Eutelsat 33C (formerly Eurobird 1 and Eutelsat 28A) is a Eutelsat operated Eurobird satellite, used primarily for digital television. It was launched in March 2001, and after a short period testing at 33°E, joined Eutelsat 2F4 at 28.5°E in the Clarke Belt, just within the range of satellite dishes pointed at SES' Astra 2 satellites at 28.2° east. It moved to 33° east and joined Eutelsat 33B in July 2015.

The satellite has three beams. A fixed beam covers almost all of Europe as well as north-western Africa. There are also two steerable beams - the first, "S1", co-focused with the fixed beam but with a Europe-only footprint, and a second, "S2", aimed to central Europe. This beam features many transponders with low symbol rates, used for satellite news gathering.

It features 24 active transponders and 12 backup transponders, all Ku band. 12 of its transponders are significantly wider (72 MHz bandwidth) than traditional broadcast satellites, and are reconfigurable into multiple "virtual" transponders. Each transponder is fixed only in its polarity, and many are carrying at least two, and up to 6 virtual transponders.
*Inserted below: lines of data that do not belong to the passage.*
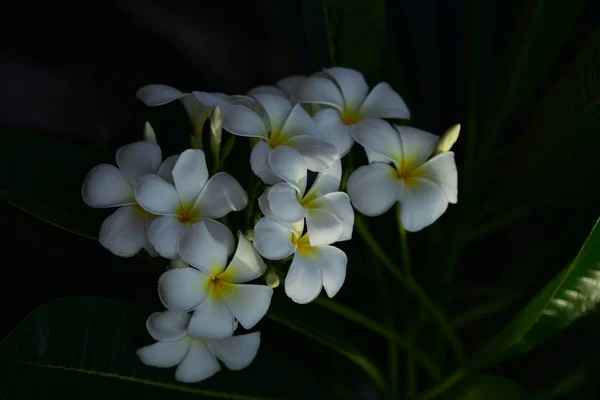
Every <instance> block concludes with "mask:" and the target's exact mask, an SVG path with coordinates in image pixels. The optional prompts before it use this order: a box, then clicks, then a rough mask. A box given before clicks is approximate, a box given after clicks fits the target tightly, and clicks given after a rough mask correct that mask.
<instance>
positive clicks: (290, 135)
mask: <svg viewBox="0 0 600 400" xmlns="http://www.w3.org/2000/svg"><path fill="white" fill-rule="evenodd" d="M254 97H255V98H256V100H257V101H258V102H259V103H260V104H261V105H262V107H263V108H264V110H265V112H266V114H267V116H268V121H265V120H263V119H262V118H261V117H260V115H259V114H257V113H256V112H255V111H253V110H251V109H250V108H248V107H244V106H241V105H236V104H234V105H231V106H229V107H228V108H227V109H226V110H225V112H224V113H223V127H224V128H225V129H226V130H228V131H229V132H231V133H233V134H234V135H238V136H246V137H253V138H258V139H260V141H259V142H258V143H257V144H256V145H255V146H254V148H253V149H252V153H251V154H250V166H251V168H252V171H253V172H254V173H255V174H256V175H257V176H258V177H259V178H260V179H262V181H263V182H264V183H266V184H269V185H272V184H274V183H277V182H279V181H280V180H281V179H280V177H279V176H278V175H279V171H280V170H282V169H286V168H289V166H288V165H287V162H284V164H283V165H282V164H280V163H277V162H276V160H275V159H274V158H273V157H271V154H272V153H273V152H274V151H276V150H277V149H279V148H281V147H282V146H287V147H290V148H292V149H294V150H295V151H297V152H298V153H300V154H301V155H302V157H303V159H304V162H305V164H306V166H307V167H308V169H310V170H311V171H322V170H324V169H326V168H328V167H329V166H330V165H331V164H333V162H334V161H335V160H337V159H338V158H339V155H338V152H337V150H336V148H335V147H334V146H332V145H331V144H329V143H326V142H324V141H322V140H320V139H317V138H316V137H314V136H313V135H315V134H316V132H317V131H316V125H315V122H314V121H313V119H312V118H311V117H310V115H308V113H307V112H306V111H305V110H304V109H303V108H302V106H301V105H299V104H296V105H295V106H292V103H291V102H290V101H289V100H287V99H285V98H283V97H280V96H273V95H268V94H257V95H255V96H254Z"/></svg>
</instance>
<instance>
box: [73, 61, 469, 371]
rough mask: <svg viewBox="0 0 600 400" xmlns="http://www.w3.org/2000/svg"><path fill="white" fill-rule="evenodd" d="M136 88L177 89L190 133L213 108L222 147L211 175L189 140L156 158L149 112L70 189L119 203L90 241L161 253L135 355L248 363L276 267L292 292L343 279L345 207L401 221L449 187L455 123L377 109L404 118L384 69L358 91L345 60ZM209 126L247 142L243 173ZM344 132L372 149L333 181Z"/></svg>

Once stationed at 28.5°E, the satellite was promoted as providing satellite coverage for all of Europe, and featured both analogue and digital television and radio services serving Austria, the Czech Republic, Slovakia and other countries. Many of the services it carried had previously been on Kopernikus 2 which had operated at 28.5°E since 1990. These stations slowly started to leave, mostly due to viewers/listeners in those target audiences moving to more traditional orbital positions - 19.2°E for Austria, and the relatively new 23.5°E for the Czech and Slovak Republics.